TÜSİAD Yönetim Kurulu Başkanı Muharrem Yılmaz'ın “11. Teknoloji Ödülleri” Basın Toplantısı Açılış Konuşması

Sayın Başkanlar, Sayın Basın mensupları,

TÜSİAD Yönetim Kurulu adına hepinizi saygıyla selamlıyorum.

TÜBİTAK, TTGV ve TÜSİAD olarak, teknolojinin ve yenilikçiliğin önemine duyduğumuz inançla, bu yolda öne çıkan kuruluşları ve kişileri ödüllendirmek üzere 1997'de başladığından bu yana, etkinliğimizin özel sektör içerisinde giderek artan oranda heyecan verici bir yarış haline geldiğini görüyor, ödülümüzün gördüğü ilgiyle gurur duyuyoruz.

Teknoloji Ödüllerinde başvurular, yenilikçilik ve teknik mükemmeliyet gibi değerlendirme kriterlerinin yanı sıra ulusal teknolojik birikime sağladığı fayda bakımından da ele alınmış oluyor. Ödüllerimizin birçok değerli projeyi kamuoyuna tanıtmakta önemli bir rol ve işlev gördüğünü görmekten memnuniyet duyuyoruz.

Firmaların Ar-Ge’ye daha çok yatırım yapmaları, Türkiye’nin inovasyon kapasitesinin artması için en temel gereklilik. 20 yıl önce teknolojiye yatırım yapmış şirketlerin, şu anda dünya ekonomisine şekil veren, bütçeleri birçok devlet bütçesini aşan şirketler haline gelmiş olduklarını görüyoruz. Bu dünya düzeninde Türk şirketlerinin de yoğun rekabet şartlarından sıyrılarak varlıklarını sürdürebilmek ve büyüyebilmek için Ar-Ge ve inovasyonda yetkinleşmeyi önceliklendirmeleri gerektiği kanaatindeyim.

Teknolojik araştırma ve geliştirme süreci hiç bitmeyen bir maraton. Bu maratonda ne kadar başarılı olursak olalım, her zaman yolun başında olduğumuzu varsaymak durumundayız. Önümüzde her zaman daha büyük hedefler beklemekte. Bizden çok önce bu yolculuğa çıkmış ülkelere yetişmek ve geçmek için tek yol AR-GE'de, teknolojide, inovasyonda yetkinliğimizi artırmak. Biliyoruz ki ancak teknolojiyi etkin kullanan ve üreten bir ülke olarak rekabet gücümüzü artırabilir ve dünyanın ilk 10 ekonomisi içerisine girme hedefimizi yakalayabiliriz.
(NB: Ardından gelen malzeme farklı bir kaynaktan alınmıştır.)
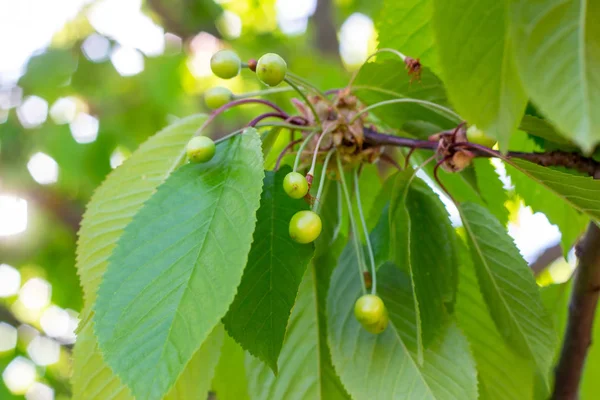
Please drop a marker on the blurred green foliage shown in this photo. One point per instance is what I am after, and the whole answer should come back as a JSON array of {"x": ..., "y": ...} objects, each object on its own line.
[{"x": 129, "y": 110}]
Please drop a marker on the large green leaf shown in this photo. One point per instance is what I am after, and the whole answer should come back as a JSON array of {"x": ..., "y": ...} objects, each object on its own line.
[
  {"x": 423, "y": 243},
  {"x": 571, "y": 222},
  {"x": 503, "y": 374},
  {"x": 557, "y": 43},
  {"x": 92, "y": 378},
  {"x": 122, "y": 194},
  {"x": 305, "y": 369},
  {"x": 508, "y": 287},
  {"x": 412, "y": 36},
  {"x": 386, "y": 80},
  {"x": 111, "y": 209},
  {"x": 581, "y": 193},
  {"x": 478, "y": 65},
  {"x": 195, "y": 380},
  {"x": 230, "y": 381},
  {"x": 384, "y": 366},
  {"x": 182, "y": 259},
  {"x": 260, "y": 311}
]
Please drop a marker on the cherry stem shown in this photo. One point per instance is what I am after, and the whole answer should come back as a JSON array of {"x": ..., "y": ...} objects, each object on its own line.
[
  {"x": 311, "y": 171},
  {"x": 437, "y": 178},
  {"x": 366, "y": 233},
  {"x": 406, "y": 100},
  {"x": 301, "y": 149},
  {"x": 308, "y": 103},
  {"x": 355, "y": 234},
  {"x": 265, "y": 116},
  {"x": 289, "y": 146},
  {"x": 234, "y": 103},
  {"x": 263, "y": 92},
  {"x": 384, "y": 50},
  {"x": 317, "y": 203}
]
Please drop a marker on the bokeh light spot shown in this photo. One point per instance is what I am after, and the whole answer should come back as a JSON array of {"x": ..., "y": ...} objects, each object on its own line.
[
  {"x": 35, "y": 294},
  {"x": 8, "y": 337},
  {"x": 32, "y": 112},
  {"x": 96, "y": 48},
  {"x": 43, "y": 351},
  {"x": 84, "y": 128},
  {"x": 43, "y": 168},
  {"x": 10, "y": 280},
  {"x": 19, "y": 375},
  {"x": 13, "y": 215}
]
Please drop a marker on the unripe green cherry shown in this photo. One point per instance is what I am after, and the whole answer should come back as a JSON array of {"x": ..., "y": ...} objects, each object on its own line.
[
  {"x": 369, "y": 309},
  {"x": 271, "y": 69},
  {"x": 217, "y": 97},
  {"x": 295, "y": 185},
  {"x": 305, "y": 226},
  {"x": 379, "y": 326},
  {"x": 200, "y": 149},
  {"x": 225, "y": 64},
  {"x": 477, "y": 136}
]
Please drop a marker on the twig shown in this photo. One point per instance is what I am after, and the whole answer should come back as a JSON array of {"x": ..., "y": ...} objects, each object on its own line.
[{"x": 582, "y": 308}]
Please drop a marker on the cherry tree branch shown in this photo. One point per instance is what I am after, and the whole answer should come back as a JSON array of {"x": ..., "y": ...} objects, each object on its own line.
[
  {"x": 582, "y": 309},
  {"x": 554, "y": 158}
]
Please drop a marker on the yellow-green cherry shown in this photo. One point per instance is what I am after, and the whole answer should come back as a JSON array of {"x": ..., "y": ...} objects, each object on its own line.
[
  {"x": 305, "y": 226},
  {"x": 217, "y": 97},
  {"x": 271, "y": 69},
  {"x": 225, "y": 64},
  {"x": 369, "y": 309},
  {"x": 477, "y": 136},
  {"x": 379, "y": 326},
  {"x": 200, "y": 149},
  {"x": 295, "y": 185}
]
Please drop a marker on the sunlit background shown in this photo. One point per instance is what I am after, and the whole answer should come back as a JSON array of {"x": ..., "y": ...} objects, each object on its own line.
[{"x": 82, "y": 83}]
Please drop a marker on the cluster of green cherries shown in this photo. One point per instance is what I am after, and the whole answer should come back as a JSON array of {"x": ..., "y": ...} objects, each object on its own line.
[{"x": 305, "y": 226}]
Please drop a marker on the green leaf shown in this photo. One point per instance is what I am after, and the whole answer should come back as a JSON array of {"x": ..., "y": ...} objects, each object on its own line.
[
  {"x": 581, "y": 193},
  {"x": 543, "y": 129},
  {"x": 92, "y": 378},
  {"x": 423, "y": 243},
  {"x": 305, "y": 369},
  {"x": 414, "y": 35},
  {"x": 508, "y": 287},
  {"x": 491, "y": 189},
  {"x": 110, "y": 210},
  {"x": 230, "y": 381},
  {"x": 540, "y": 198},
  {"x": 478, "y": 65},
  {"x": 182, "y": 258},
  {"x": 383, "y": 366},
  {"x": 122, "y": 194},
  {"x": 388, "y": 80},
  {"x": 557, "y": 43},
  {"x": 503, "y": 374},
  {"x": 195, "y": 380},
  {"x": 260, "y": 311}
]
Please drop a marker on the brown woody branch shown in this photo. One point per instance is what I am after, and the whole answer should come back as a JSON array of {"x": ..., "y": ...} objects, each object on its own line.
[
  {"x": 582, "y": 309},
  {"x": 555, "y": 158}
]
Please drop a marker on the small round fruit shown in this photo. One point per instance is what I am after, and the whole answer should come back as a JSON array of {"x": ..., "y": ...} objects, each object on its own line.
[
  {"x": 369, "y": 309},
  {"x": 379, "y": 326},
  {"x": 217, "y": 97},
  {"x": 305, "y": 226},
  {"x": 271, "y": 69},
  {"x": 225, "y": 64},
  {"x": 295, "y": 185},
  {"x": 200, "y": 149},
  {"x": 477, "y": 136}
]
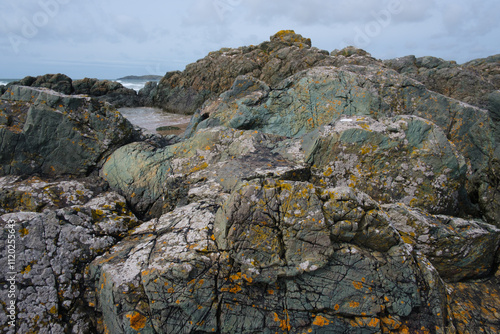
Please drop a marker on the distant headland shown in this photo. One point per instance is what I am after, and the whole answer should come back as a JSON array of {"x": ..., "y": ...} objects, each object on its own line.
[{"x": 142, "y": 77}]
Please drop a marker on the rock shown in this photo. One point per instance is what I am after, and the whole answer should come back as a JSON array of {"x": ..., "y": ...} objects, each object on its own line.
[
  {"x": 36, "y": 195},
  {"x": 285, "y": 54},
  {"x": 104, "y": 90},
  {"x": 84, "y": 86},
  {"x": 461, "y": 82},
  {"x": 444, "y": 240},
  {"x": 52, "y": 250},
  {"x": 54, "y": 134},
  {"x": 322, "y": 95},
  {"x": 350, "y": 51},
  {"x": 156, "y": 180},
  {"x": 59, "y": 82},
  {"x": 275, "y": 257},
  {"x": 107, "y": 91},
  {"x": 488, "y": 68},
  {"x": 311, "y": 193},
  {"x": 405, "y": 159}
]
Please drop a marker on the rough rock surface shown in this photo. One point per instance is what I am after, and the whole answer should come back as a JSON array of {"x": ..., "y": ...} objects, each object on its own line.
[
  {"x": 314, "y": 193},
  {"x": 453, "y": 80},
  {"x": 50, "y": 133},
  {"x": 103, "y": 90},
  {"x": 52, "y": 250},
  {"x": 285, "y": 54},
  {"x": 405, "y": 159}
]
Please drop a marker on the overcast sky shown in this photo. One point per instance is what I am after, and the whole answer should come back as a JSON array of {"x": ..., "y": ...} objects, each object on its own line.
[{"x": 114, "y": 38}]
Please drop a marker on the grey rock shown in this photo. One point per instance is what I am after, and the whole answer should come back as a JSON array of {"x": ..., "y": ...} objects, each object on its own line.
[{"x": 52, "y": 134}]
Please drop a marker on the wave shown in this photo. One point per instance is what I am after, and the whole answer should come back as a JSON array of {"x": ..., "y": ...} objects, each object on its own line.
[
  {"x": 152, "y": 118},
  {"x": 136, "y": 85}
]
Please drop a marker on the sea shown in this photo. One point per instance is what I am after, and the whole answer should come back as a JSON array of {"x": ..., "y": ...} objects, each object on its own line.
[
  {"x": 135, "y": 84},
  {"x": 150, "y": 119}
]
Dünya Ekonomik Forumu tarafından hazırlanan rekabet gücü bağlamındaki ölçütlere göre de,  Türkiye küresel rekabetçilik endeksinde 2012-2013 sıralamasında bir önceki yıla göre 16 sıra yükselerek 144 ülke içerisinde 43. sıraya yerleşti. Bunda kamu ve özel sektörün çabalarının önemli payı var. Endeksin alt bileşenlerine baktığımızda ise inovasyonda halen ortalamanın altında olduğumuz görülüyor.

İnovasyon kapasitesini belirleyen birçok alt ölçüt söz konusu; bilimsel araştırma kurumlarının niteliği, şirketlerin Ar-Ge harcamaları, üniversite-sanayi işbirliği, yetişmiş insan gücü, patentler, fikri mülkiyet hakları… Bu alanlardan her birinde kaydedeceğimiz ilerleme inovasyon kapasitemizi geliştirecektir. Türkiye’de Ar-Ge harcamaları 2011 yılında bir önceki yıla göre yüzde 20 artarak yaklaşık 12 milyar TL olarak gerçekleşti. Ar-Ge Harcamalarının GSYİH’ye oranı yüzde 0,86; ülkemizin 2023 yılı hedefi bu oranı %3’e çıkarmak. Özel sektörümüzün Ar-Ge Harcamalarının GSYİH’ye oranının ise 2023’te % 2’ye ulaşması arzu ediliyor.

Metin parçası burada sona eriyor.